In fact, in the context of Kenya’s malfunctioning intergovernmental systems, the U.S. funding agreement is likely to add to greater inefficiency in health spending as “frontline health workers currently funded by the U.S. government will be mapped to the cadres of health workers that can be employed by the Kenyan government, and those cadres of health workers will be transitioned over to the Kenyan government payroll”. In other words, the implementation of the agreement will almost lock in greater national health spending, despite the fact that the national government lacks the constitutional responsibility to deliver front line health services.

This mismatch reflects a broader pattern in global health financing: large, centralized donor agreements negotiated at the national level, implemented through vertical programs, and only marginally connected to the county health facilities that citizens depend on. The risk is that new resources will continue to “stick” at the top—funding policy units, regulatory agencies, and national-level initiatives—while county governments remain underfunded, under-supported, and over-expected.

A better way forward: devolution-aligned health partnerships

If external health financing is to improve real outcomes for Kenyans, donors must engage with the system actually responsible for delivering services. That means three shifts:

1. Align financing with constitutional responsibilities. Donor financing should reinforce—not override—Kenya’s devolved system. This means ensuring that a meaningful share of external resources reaches counties, either through conditional grants, co-financing mechanisms, or direct support for county health systems.

2. Address horizontal inequities through data-driven allocation formulas. Beyond data collection, an intergovernmental coordination framework is needed to monitor county health spending and to make sure that counties fund and implement their constitutional   mandates with respect to health services. The Government of Kenya should commit to making sure that county-level funding allocations—both from the Equitable Sharing, as well as from conditional sector grants—are made and used in ways that respond to the needs of Kenyans to receive health services.

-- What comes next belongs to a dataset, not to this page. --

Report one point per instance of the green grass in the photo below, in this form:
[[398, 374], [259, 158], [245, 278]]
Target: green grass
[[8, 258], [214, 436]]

3. Support counties in improving service delivery capacity and accountability. Moving greater resources to the front line is onlypart of the solution: it is equally important that resources get transformed efficiently into county health services. This will require strengthening county PFM systems, human resource management, KHIS reporting quality, facility-level resource allocations, and facility-level performance monitoring.

Conclusion

Kenya does not need more centralized health financing. It needs better-aligned and better-governed health financing—financing that strengthens the level of government responsible for serving citizens.

The new U.S.–Kenya cooperation framework is an important investment in Kenya’s future. But unless the framework is reshaped to account for the country’s devolved system—its vertical imbalances, horizontal inequities, and county-level performance realities—it risks becoming another well-intentioned initiative that reinforces rather than resolves the structural weaknesses of Kenya’s health sector. As the framework is written now, neither American taxpayers, nor Kenyan families are likely to receive good value-for-money.


Note: This blog was written by Jamie Boex, Executive Director of the Local Public Sector Alliance. The opinions and conclusions reflect those of the author, and should not be attributed to the Local Public Sector Alliance.

Note: The Feature Image for this blog post was generated with the help of AI.